La política, una lucha por consolidar una realidad, arriesga transformarse en una lucha de meros hechos sin cuartel. Y como las palabras ya sobran, pues son a esas alturas sinónimo de embuste, los hechos comienzan a hacerse indescifrables. Solamente los entienden quienes participan de su lucha, y apenas. Una lucha que suele ser cerrada… pero a la vez abierta. Como ya las palabras no ejercen su gracia escrutadora, persuasiva y amortiguadora, la lucha de los hechos se rebalsa, está por todas partes, pero encriptada. También ocurre que la lucha de los hechos se decore con palabras, que sean armas suyas, eso que llamamos eslóganes, en el mejor de los casos, e insultos, en otros. Pero entonces no es que las palabras estén desempeñando su auténtico papel. Más bien son los guantes de los puños.

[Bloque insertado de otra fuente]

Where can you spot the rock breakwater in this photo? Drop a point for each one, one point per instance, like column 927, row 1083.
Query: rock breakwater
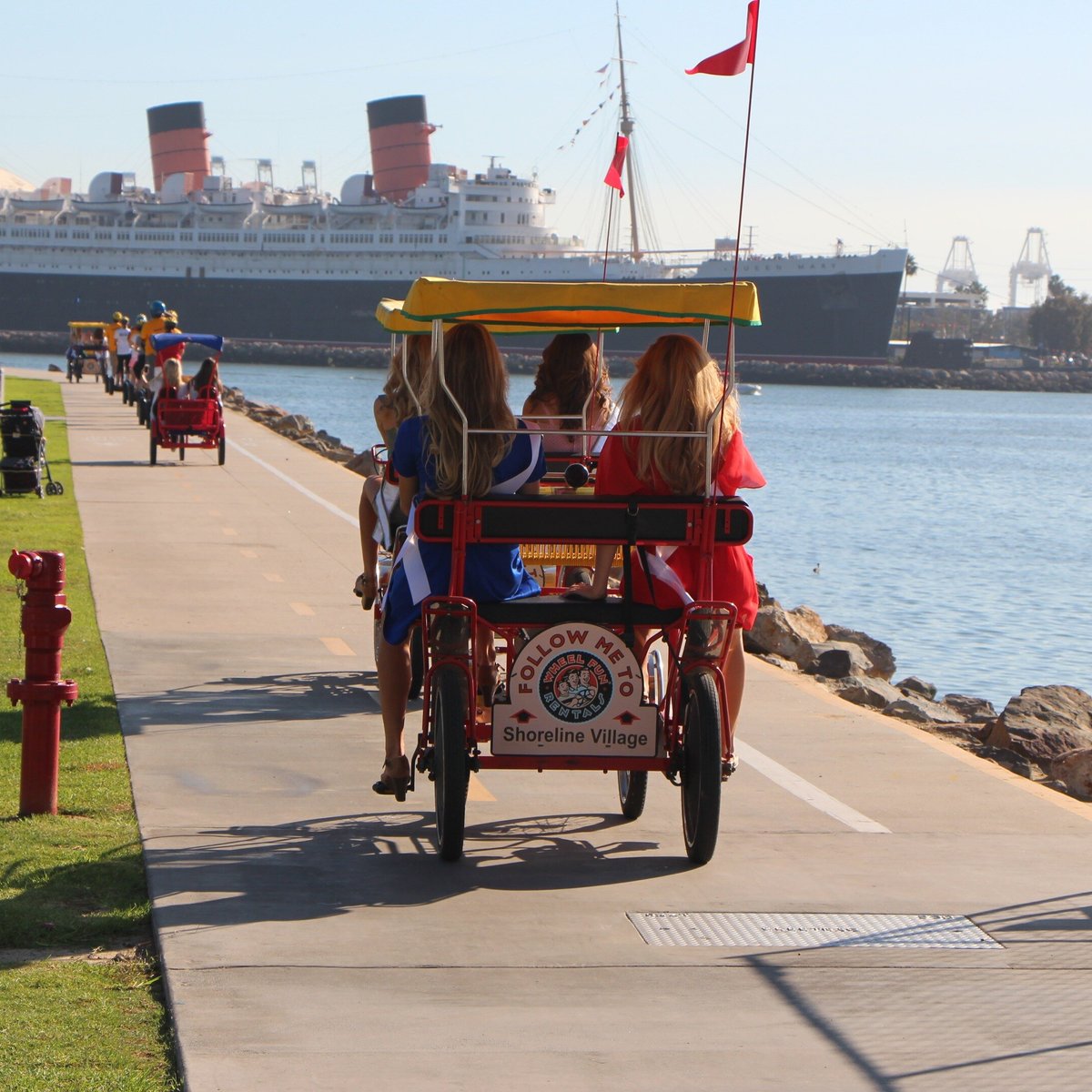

Y es que más que para practicar la cortesía hipócrita, las palabras deberían procesar desacuerdos viscosos.

El lenguaje poético enseña que las palabras pueden ser poderosísimas, que pueden llegar a moldear los hechos contra lo conveniente, incluso. Pero la desatada pugna por el poder ve en esto una pretensión conmovedora. Hasta que sucede lo de siempre, eso que supuestamente había que, con la lucha de los meros hechos, evitar: ella comienza a mandarse sola, no hay manera de detenerla, es un aluvión que anega, arrasa, sepulta todo a su paso. Es entonces, y solo entonces, cuando reaparecen las palabras, esa olla común que cocina los hechos crudos, haciéndolos comestibles.

Y se tarda, se tarda mucho una sociedad en descreer de los meros hechos para volver a creer en las palabras. ¿Qué hacemos cuando argumentamos? Recuperamos las palabras.